学年ごとに六人同時に走ることになっている。
一年走のあと、俺たち二年の出番がやってきた。
軽くストレッチをしてスタートラインに立つ。すると視界の端になにやらちょろちょろしたものが入った。
なんだろうと思ってふと隣を見ると、そこには真っ黒なステンレスたわしみたいなもじゃもじゃがあった。
ぎょっとして二度見したらそれはたしかに人間で――つまり、三春翼だった。

俺よりもだいぶ背が低くてそわそわしてて落ち着きがない。その様はなんだかハムスターとかデグーとかそういう小動物を思い起こさせる。
顔半分を隠すような分厚いビン底メガネはちゃんと前見えるの?とか余計な心配をかき立てられる代物。

えぇーここで?このタイミングで出会っちゃう?

俺は複雑な気持ちで三春をじろじろと見てしまった。つうかマジでちっせーな。
そのもじゃもじゃ頭は何?間近で見たら笑い取るとか以前にびっくりだわ。なんか合成写真みたいに周囲の風景から浮いてるんだよ。

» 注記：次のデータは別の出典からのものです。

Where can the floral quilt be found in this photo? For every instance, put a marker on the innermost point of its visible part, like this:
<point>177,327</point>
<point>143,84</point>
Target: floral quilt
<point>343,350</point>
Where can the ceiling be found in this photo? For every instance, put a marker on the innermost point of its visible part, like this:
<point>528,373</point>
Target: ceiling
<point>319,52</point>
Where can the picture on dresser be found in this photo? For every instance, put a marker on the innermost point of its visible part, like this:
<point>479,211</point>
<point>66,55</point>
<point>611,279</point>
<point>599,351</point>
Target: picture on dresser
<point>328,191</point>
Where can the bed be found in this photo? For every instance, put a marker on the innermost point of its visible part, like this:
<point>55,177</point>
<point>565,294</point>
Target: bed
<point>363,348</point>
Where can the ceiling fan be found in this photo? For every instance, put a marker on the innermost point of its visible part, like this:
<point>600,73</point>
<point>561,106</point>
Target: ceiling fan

そんなことを考えながら、正直ちょっとした感慨深いものを感じてた。
いや、あんだけ近寄るなだの関わるなだの言われてた張本人がすぐ隣にいるなんて、珍獣でも見てるような気分だったんだよね。
俺の視線を感じたのかどうか、三春がふと俺のほうを見上げてきた。
どきりとしながらその視線を受け止めると、三春は二カッと元気に笑った。

「お互いがんばろー!!よろしくなっ!!」
「あ、うん……」

拡声器もないのにあたりに響く大声でそう言ったきり、三春はなにやら俯いて小さく独り言を言っていた。
あれ、意外とフツー?
色々噂されてるほどには傍若無人じゃなさそうで、肩透かしを食らった。
奇しくも俺自身が言った通り、俺は三春のお眼鏡に叶うようなヤツじゃなかったってことか。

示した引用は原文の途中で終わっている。